According to a recent study, there is evidence that deliveries among women, who have been subjected to FGM, are significantly more likely to be complicated and dangerous, said Dr Noureen Mirza.
"The FGM is a practice steeped in culture and tradition, but it should not be allowed to carry on. We must support communities in their efforts to abandon this practice and improve care for those who have undergone FGM. We must also steadfastly resist the medicalisation of FGM", she asserted.
Dr Noureen Mirza said the FGM put the women's babies in substantial danger during childbirth. Researchers found there was an increased need to resuscitate babies whose mother had had FGM (66 percent higher in women with FGM III). The death rate among babies during and immediately after birth is also much higher for those born to mothers with FGM: 15 percent higher in those with FGM I, 32 percent higher in those with FGM II, and 55 percent higher in those with FGM III.
She also said that the consequences for the countless women and babies who deliver at home without the help of experienced staff are likely to be even worse.

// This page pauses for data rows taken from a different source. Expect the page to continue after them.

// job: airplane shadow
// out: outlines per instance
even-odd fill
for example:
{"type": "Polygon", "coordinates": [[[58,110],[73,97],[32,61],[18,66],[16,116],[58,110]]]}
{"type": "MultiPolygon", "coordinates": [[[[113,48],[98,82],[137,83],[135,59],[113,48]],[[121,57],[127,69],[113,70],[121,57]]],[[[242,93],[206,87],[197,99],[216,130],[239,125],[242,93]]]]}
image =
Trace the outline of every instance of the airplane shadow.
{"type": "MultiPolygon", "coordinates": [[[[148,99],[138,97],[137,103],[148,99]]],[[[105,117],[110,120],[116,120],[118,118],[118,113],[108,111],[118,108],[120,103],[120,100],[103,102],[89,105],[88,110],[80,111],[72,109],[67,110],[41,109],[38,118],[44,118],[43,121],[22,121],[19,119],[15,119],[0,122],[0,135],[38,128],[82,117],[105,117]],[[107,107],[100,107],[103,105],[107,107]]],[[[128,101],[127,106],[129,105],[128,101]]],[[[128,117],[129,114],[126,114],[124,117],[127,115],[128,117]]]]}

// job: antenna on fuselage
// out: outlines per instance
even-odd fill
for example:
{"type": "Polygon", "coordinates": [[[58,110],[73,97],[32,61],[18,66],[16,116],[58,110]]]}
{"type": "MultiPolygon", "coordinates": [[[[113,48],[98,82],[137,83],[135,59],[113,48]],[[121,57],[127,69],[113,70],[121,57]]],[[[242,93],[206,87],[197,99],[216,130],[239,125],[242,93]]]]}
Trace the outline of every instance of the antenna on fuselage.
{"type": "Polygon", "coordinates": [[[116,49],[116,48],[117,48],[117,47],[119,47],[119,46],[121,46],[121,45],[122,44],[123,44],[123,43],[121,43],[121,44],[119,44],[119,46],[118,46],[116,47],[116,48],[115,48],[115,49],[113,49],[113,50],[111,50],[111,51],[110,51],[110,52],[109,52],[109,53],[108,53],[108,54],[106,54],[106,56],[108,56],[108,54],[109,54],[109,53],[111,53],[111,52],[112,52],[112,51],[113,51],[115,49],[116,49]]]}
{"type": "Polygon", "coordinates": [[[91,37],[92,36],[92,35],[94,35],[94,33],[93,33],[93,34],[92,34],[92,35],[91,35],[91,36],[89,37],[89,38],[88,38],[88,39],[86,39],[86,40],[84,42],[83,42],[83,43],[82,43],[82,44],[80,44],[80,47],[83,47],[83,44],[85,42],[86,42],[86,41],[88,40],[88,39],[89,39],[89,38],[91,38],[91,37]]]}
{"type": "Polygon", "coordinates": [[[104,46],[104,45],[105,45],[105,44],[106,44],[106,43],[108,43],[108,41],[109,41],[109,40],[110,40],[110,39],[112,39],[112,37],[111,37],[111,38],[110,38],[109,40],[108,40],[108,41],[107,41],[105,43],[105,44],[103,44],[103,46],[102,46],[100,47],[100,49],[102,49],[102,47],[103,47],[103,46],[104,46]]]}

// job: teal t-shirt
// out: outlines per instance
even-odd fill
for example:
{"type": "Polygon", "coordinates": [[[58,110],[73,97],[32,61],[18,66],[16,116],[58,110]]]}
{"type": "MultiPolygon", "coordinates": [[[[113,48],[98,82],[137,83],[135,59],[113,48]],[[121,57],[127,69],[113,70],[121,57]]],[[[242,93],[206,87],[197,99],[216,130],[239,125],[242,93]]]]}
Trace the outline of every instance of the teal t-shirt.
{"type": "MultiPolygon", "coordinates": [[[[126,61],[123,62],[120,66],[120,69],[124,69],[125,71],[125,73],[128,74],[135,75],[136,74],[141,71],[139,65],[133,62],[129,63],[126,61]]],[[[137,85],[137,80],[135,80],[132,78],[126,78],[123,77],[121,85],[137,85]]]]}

It may be mentioned that the FGM is a common practice in a number of countries, predominantly in Africa. It involves partial or total removal of the external female genitalia or other deliberate injury to the female genital organs whether for cultural or non-therapeutic reasons.
Another gynecologist Dr Saima Shahbaz said that over 100 million women and girls are estimated to have had FGM world-wide. Although practices vary from country to country, the FGM is generally performed on girls under 10 years of age and leads to varying amounts of scar formation.

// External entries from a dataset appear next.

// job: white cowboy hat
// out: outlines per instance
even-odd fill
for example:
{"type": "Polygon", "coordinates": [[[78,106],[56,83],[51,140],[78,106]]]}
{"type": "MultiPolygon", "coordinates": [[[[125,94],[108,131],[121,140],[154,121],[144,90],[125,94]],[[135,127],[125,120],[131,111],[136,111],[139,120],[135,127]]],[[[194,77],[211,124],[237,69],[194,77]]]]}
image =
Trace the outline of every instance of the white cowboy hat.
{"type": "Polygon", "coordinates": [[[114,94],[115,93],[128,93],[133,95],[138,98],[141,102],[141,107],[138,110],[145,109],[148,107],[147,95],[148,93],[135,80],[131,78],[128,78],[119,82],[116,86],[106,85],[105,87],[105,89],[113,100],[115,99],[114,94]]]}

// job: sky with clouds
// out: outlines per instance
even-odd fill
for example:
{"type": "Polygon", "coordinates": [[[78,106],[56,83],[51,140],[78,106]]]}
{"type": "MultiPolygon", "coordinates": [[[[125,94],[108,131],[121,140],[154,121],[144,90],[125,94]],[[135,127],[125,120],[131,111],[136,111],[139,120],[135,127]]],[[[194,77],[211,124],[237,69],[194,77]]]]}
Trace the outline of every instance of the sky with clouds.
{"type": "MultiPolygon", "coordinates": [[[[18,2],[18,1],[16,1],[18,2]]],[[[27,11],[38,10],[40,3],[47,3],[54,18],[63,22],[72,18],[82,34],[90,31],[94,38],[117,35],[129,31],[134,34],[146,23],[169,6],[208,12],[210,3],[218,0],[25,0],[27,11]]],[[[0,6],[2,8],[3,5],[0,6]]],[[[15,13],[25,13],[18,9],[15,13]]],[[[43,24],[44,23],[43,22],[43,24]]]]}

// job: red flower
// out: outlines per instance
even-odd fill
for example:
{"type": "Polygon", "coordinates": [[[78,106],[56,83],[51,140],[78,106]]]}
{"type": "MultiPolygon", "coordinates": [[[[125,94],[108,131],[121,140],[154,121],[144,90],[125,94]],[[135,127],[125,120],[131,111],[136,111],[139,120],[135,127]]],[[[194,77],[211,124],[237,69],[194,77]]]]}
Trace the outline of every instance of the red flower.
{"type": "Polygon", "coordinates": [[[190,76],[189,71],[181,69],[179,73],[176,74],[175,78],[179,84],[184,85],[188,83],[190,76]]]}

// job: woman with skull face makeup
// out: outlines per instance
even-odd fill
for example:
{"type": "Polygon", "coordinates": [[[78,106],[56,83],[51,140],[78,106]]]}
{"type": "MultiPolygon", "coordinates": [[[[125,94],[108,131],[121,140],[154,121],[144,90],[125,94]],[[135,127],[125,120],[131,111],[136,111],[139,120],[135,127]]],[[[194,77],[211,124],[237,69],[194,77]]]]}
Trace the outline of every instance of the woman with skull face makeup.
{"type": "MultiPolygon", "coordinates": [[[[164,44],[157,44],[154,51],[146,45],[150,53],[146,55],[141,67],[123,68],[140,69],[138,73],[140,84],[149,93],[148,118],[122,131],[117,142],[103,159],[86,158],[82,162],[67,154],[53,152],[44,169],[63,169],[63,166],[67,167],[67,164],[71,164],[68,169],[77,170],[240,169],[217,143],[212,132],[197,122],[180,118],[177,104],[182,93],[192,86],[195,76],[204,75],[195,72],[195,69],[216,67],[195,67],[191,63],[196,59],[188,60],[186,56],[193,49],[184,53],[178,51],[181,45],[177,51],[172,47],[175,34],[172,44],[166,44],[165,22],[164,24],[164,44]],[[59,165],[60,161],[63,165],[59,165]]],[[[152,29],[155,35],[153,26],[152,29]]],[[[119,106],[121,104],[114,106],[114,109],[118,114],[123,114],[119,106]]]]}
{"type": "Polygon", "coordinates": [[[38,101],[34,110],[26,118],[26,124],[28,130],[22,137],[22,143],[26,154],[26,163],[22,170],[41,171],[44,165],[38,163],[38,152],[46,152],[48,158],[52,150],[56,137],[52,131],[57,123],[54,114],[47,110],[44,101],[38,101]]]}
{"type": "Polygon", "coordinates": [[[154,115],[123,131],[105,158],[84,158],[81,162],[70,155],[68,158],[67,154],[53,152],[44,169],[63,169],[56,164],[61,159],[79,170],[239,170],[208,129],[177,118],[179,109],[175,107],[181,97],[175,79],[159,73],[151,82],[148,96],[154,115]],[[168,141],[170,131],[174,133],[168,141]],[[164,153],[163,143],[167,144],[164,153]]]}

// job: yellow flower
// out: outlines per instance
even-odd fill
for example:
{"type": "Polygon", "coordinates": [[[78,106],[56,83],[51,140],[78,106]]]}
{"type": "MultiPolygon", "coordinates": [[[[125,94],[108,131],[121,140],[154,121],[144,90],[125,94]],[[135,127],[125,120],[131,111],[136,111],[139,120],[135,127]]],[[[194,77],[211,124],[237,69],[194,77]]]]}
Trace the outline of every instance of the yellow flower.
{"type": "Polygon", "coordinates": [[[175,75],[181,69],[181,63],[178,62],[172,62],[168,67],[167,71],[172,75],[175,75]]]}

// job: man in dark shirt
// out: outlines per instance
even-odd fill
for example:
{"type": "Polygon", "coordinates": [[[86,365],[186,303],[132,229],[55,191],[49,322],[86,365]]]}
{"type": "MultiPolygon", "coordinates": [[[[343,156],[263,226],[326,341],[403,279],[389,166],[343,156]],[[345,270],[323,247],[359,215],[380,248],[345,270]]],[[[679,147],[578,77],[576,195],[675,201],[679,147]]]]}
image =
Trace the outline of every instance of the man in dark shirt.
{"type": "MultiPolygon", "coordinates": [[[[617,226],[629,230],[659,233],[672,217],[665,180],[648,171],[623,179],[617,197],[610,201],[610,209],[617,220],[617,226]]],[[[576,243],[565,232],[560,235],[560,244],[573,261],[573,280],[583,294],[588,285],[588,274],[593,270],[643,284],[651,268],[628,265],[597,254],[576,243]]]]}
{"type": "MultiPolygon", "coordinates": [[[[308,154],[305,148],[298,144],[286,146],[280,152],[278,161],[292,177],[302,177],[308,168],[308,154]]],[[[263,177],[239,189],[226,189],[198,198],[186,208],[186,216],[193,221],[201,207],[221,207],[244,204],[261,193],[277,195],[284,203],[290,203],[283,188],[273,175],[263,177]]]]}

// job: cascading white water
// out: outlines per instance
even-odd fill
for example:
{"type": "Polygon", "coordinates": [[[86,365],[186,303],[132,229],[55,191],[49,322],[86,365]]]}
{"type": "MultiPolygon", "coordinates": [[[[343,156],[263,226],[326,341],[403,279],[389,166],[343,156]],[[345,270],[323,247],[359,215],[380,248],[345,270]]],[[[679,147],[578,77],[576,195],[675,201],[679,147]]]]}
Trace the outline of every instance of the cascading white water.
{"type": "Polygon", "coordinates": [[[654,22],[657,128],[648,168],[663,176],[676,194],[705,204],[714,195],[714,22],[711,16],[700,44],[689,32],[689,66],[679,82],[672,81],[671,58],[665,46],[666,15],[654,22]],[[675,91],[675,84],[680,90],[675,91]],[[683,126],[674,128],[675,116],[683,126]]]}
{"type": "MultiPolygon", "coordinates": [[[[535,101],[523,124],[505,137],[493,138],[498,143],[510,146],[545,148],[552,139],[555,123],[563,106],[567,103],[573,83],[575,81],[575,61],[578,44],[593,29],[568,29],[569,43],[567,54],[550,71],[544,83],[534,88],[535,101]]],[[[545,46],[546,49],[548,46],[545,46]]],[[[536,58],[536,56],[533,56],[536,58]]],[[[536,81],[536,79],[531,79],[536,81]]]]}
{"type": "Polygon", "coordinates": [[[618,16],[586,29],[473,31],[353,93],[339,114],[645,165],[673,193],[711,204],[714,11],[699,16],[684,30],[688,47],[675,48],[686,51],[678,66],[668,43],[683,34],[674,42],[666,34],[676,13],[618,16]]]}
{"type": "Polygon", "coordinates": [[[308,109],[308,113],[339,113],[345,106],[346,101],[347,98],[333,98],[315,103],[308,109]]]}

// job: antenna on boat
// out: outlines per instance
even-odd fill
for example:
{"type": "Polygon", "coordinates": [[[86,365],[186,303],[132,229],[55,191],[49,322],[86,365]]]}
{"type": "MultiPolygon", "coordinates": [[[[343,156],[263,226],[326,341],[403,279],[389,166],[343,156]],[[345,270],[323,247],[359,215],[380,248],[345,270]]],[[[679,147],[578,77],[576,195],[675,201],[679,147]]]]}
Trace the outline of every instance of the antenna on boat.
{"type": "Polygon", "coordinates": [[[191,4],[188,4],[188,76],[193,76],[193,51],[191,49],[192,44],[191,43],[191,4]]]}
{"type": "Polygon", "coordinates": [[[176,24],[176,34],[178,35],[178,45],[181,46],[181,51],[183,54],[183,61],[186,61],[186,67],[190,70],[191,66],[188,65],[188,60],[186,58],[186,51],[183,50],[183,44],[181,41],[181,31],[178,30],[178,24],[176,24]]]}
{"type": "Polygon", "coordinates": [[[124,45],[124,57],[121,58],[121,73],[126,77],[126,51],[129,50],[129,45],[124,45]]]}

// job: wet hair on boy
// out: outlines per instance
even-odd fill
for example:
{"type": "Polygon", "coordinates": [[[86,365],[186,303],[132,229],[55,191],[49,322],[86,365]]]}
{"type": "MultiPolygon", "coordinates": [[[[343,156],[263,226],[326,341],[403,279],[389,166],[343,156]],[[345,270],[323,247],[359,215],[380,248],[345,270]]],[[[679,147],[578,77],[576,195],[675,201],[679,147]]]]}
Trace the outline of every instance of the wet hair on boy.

To a query, Dr Saima said that women with FGM are also more likely to undergo episiotomy (surgical cut during delivery to prevent vaginal tears).
Dr Saima also said there are different types of female genital mutilation known to be practised nowadays. They include: Type I (FGM 1) - excision of the prepuce, with or without excision of part or all of the clitoris; Type II (FGM II) - excision of the clitoris with partial or total excision of the labia minora; Type III (FGM III) - excision of part or all of the external genitalia and stitching/narrowing of the vaginal opening (infibulation).